The Panama Canal is a man-made waterway that connects the Atlantic and Pacific Oceans. It was built between 1904 and 1914 by the United States government. The canal creates a shortcut for ships traveling between the two oceans, bypassing the need to travel around the southern tip of South America. This allows for faster and safer shipping. The canal also contributes to Panama’s economy by collecting revenue from ship tolls.

The construction of the Panama Canal greatly increased American trade and commerce, but was not without controversy. During the Canal’s early years many Americans feared that the canal would lead to increased competition and reduced jobs. These fears were allayed by the Canal’s efficiency and profitability.

By 1914, the Panama Canal was fully open and making ocean voyages between the Atlantic and Pacific more efficient than ever before. The SS Ancon made the first official ocean-to-ocean transit of the Canal on August 15, 1914.

It took a significant amount of capital to construct the canal and maintain it in the early years.

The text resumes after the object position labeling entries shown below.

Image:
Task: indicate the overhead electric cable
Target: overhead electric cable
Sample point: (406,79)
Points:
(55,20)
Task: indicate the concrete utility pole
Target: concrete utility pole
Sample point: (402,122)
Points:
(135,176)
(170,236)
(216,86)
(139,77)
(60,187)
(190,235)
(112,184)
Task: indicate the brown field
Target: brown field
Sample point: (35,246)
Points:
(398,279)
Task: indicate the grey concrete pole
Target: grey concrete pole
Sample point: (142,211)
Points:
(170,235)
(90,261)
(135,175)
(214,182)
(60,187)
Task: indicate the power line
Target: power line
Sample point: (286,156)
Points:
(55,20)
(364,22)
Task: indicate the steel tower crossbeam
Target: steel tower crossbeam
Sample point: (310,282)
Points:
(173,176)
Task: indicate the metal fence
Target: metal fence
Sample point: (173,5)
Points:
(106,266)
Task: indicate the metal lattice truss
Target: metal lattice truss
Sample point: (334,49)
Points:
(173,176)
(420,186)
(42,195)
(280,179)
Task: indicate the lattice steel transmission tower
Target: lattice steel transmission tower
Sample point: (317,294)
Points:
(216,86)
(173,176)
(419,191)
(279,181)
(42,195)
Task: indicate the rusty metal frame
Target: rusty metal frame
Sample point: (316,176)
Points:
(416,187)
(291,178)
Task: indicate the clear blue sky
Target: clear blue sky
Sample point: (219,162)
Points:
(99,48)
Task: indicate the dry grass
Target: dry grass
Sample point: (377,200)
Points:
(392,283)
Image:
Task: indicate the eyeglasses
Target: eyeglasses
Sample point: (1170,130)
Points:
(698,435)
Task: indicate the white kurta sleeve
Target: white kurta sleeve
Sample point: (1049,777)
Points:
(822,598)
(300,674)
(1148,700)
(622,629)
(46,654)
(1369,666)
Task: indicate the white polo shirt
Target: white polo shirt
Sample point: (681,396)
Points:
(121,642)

The Canal Authority had to build and rebuild housing, cafeterias, repair shops, hotels, water systems, and other infrastructure for thousands of workers who were recruited from around the world.

Many of these workers were African American, and they faced discrimination and even prejudice in the Canal Zone, despite official canal policy to the contrary. It wasn’t until the 1970s that African Americans had real equality in the Canal Zone, and even then they were not as successful as their white counterparts.